La polemica può sembrare lontana dalle cose italiane, ma è solo questione di tempi. Fino agli anni ottanta, infatti, in Italia vi era la possibilità, per i medici ospedalieri, indipendentemente dalla loro specialità, di esercitare part-time in ospedale e, se volevano, di accedere alla convenzione per la medicina generale, cioè fare il medico di famiglia. Un sistema che in pratica è simile a quello statunitense, che comportava in effetti gli stessi vantaggi e, in più, si diceva, consentiva al medico un aggiornamento continuo, visto che quotidianamente lavorava a contatto dei colleghi e, insomma, era esposto a un maggior numero di situazioni differenti e a una maggiore circolazione delle idee rispetto a chi è solo nel suo ambulatorio. Non a caso in Israele gli specialisti che lavorano nel territorio sono tenuti a periodi di internato in ospedale per rinfrescare le conoscenze.
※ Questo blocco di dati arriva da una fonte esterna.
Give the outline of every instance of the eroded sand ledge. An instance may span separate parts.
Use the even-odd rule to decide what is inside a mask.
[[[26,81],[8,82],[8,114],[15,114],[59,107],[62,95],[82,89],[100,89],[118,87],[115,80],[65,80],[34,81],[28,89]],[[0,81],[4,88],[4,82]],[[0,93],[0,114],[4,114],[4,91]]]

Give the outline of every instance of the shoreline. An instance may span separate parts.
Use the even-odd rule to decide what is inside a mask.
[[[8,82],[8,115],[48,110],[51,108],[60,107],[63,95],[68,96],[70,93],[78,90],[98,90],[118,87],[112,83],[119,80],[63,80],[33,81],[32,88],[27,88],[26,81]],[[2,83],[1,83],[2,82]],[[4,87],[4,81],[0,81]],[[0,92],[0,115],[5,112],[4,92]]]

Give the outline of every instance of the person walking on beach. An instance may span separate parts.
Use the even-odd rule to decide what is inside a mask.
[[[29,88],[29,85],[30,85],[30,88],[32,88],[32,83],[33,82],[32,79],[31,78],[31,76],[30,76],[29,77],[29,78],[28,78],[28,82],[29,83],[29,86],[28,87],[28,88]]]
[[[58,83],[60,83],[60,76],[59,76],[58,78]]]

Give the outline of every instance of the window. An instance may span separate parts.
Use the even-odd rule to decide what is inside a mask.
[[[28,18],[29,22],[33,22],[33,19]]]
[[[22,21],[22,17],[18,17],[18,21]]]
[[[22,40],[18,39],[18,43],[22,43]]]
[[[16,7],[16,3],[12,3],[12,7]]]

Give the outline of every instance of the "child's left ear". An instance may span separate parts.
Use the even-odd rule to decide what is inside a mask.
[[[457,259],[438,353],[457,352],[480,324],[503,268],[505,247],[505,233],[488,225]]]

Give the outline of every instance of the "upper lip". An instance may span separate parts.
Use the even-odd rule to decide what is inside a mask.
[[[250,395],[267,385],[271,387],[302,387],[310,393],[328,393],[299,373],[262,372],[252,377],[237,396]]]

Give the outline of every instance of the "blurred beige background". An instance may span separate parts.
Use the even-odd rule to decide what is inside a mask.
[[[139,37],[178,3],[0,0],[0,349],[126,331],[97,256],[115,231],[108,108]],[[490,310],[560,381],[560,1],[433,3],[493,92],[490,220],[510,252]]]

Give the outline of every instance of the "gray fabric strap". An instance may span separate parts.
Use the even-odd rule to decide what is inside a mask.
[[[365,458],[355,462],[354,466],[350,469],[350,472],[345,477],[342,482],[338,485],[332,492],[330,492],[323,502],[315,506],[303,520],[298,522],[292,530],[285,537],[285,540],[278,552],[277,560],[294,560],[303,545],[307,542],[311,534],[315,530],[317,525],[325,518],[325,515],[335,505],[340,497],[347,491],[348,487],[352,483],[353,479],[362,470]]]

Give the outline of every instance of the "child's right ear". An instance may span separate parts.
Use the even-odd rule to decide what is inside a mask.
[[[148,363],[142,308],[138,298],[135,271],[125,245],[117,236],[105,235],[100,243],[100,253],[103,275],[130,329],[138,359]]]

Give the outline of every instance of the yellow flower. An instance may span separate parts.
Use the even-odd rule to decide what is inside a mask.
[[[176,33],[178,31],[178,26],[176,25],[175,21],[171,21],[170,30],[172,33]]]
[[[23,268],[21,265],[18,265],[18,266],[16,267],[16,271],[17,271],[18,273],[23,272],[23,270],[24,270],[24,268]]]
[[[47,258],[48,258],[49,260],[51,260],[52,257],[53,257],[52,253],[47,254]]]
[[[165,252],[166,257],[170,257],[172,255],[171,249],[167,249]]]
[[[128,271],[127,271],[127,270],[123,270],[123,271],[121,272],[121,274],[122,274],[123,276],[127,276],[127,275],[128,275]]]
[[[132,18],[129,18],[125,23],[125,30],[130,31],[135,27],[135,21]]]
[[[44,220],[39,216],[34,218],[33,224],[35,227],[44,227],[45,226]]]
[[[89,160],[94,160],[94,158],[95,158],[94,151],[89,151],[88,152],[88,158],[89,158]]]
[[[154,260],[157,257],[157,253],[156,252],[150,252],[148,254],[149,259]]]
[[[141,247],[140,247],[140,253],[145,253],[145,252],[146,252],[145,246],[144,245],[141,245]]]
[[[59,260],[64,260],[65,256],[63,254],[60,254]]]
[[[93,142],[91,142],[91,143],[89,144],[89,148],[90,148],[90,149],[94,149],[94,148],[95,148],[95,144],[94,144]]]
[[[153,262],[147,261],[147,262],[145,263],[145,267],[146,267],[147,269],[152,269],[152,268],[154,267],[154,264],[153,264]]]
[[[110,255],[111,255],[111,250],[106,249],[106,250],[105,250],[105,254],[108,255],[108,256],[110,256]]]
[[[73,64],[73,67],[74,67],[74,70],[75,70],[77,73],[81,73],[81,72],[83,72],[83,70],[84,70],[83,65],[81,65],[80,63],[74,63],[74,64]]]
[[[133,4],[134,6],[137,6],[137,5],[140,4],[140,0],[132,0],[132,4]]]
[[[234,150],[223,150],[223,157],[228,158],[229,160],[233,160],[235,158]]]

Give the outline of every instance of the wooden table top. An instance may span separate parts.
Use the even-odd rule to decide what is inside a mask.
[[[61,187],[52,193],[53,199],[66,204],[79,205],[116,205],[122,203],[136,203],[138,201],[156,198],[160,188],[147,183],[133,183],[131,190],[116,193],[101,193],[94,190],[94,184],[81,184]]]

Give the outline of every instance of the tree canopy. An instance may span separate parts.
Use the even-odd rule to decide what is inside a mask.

Però non è tutto oro quello che riluce, e bisogna considerare che la medicina generale è divenuta a sua volta una specialità e non è detto, per fare un esempio, che un ginecologo fosse il medico di famiglia ideale per un uomo. Senza contare che negli Stati Uniti è fatto comune che il medico debba lasciare l'ambulatorio pieno di persone per correre in ospedale dal suo paziente ricoverato.

Una lamentela comune


Però è interessante notare come anche la polemica statunitense verta su un fatto che viene lamentato un po' ovunque, indipendentemente dal sistema sanitario e cioè la difficoltà con la quale le informazioni si trasmettono tra i diversi medici che assistono il medesimo paziente. In pratica, l'esistenza di compartimenti stagni che a volte possono complicare notevolmente la vita del malato. Probabilmente, oltre a discutere della necessità di investire di più nelle strutture ospedaliere o nel territorio, bisogna preoccuparsi anche di fare in modo che i due livelli si parlino: non è certo frequente il caso del medico di medicina generale che chiama il chirurgo che è intervenuto su un suo paziente, o viceversa. E' vero che non si può passare la vita al telefono ma su questo aspetto pratico dovrebbe intervenire la possibilità di mettere realmente in rete il Servizio sanitario nazionale, non soltanto in termini di controllo della spesa, ma anche per favorire la comunicazione tra ospedale e territorio, tra specialista e medico di famiglia. A quel punto, forse, scegliere se privilegiare l'uno o l'altro aspetto diventerebbe meno urgente.